Her now former employer, Franklin Templeton, said in a statement posted to Twitter she had been fired, less than a day after announcing she was placed on administrative leave.

"Following our internal review of the incident in Central Park yesterday, we have made the decision to terminate the employee involved, effective immediately. We do not tolerate racism of any kind at Franklin Templeton," the company said.

After video of the encounter was posted to social media, Amy Cooper said her behavior was "unacceptable."

"And you know words are just words and I can't undo what I did. But I sincerely and humbly apologize to everyone. Especially to that man, his family," she said in an interview with NBC New York on Monday evening.

NPR has requested comment from Amy Cooper but she has not immediately responded.

Christian Cooper said he found the level of attention his recorded interaction with the woman is "a little stunning" and also shared empathy for Amy Cooper.

"It makes me concerned because if it was this stunning for me, I can only imagine what it must have been like for Ms. Cooper," Christian Cooper said.

"I know I'm not supposed to feel that way, but, you know, it's got to be harsh."

Video of the encounter

Since Christian Cooper recorded part of their encounter Monday, it has since been viewed hundreds of thousands of times on social media.

The Ramble is a wooded area of Central Park, where dogs are required to be leashed. According to Christian Cooper, he started recording after asking the woman to leash her dog.

The woman is seen in the video approaching the man, holding the dog's leash in one hand and pulling her dog by the collar with her other hand.

"Please don't come close to me," he says, appearing not to move closer to her or retreat from her advancement.

As she approaches, she tells him she is going to take a picture of him and call police if he didn't stop recording her.

Christian Cooper tells her calmly, "Please call the cops. Please call the cops."

"I'm going to tell them there's an African American man threatening my life," she responds.

She backs away from him and places the call while continuing to drag the dog by its collar.

"I'm in the Ramble, and there's a man, African American, he's got a bicycle helmet. He's recording me and threatening me and my dog," she said.

She repeats herself once more, though Christian Cooper never appears to come any closer to her.

By the third time, she is yelling into the phone with far more panic in her voice.

"I'm sorry. I can't hear. Are you there? I'm being threatened by a man into the Ramble. Please send the cops immediately!" she screams.

The aftermath of the incident

In a statement to CNN, Amy Cooper said, "I'm not a racist. I did not mean to harm that man in any way," adding she also didn't intend to hurt the African American community.

The encounter is being highlighted as another example of a white person calling law enforcement to report black people for doing seemingly banal things.

"Obviously, I was aware of what the threat was," Christian Cooper said to NPR.

"She was threatening to bring the machine that has so long ground us black people to powder ... solely on the basis of our black skin, down on my head on the word of, you know, an innocent young white woman."

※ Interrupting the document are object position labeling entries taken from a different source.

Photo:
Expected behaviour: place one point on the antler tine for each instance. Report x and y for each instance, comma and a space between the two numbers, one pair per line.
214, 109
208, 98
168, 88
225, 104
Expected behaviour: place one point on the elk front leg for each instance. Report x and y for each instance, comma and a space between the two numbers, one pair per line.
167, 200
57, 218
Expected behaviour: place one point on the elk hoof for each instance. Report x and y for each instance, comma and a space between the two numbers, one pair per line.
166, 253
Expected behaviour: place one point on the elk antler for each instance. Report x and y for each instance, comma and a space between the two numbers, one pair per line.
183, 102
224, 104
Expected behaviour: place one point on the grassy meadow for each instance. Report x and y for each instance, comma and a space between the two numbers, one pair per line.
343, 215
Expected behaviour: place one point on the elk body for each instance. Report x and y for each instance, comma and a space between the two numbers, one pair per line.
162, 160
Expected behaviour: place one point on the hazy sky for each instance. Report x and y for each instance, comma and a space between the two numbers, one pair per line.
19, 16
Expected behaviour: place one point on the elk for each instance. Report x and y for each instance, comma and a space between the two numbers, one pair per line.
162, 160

He said in the moment he had a choice, "participate in my own dehumanization" or continue recording until the dog was on the leash.

That is where the video that runs roughly 70 seconds ends, with Amy Cooper putting the leash on her dog and Christian Cooper saying "Thank you."

Amy Cooper's dog with rescue group

Amy Cooper's dog has been "voluntarily surrendered," according to statement posted on Facebook by the Abandoned Angels Cocker Spaniel Rescue Inc.

"As of this evening, the owner has voluntarily surrendered the dog in question to our rescue while this matter is being addressed," the group said.

The dog was adopted from the rescue a few years ago, the group added. It reported the dog is "safe and in good health" and said it will not be making any further statements on the matter.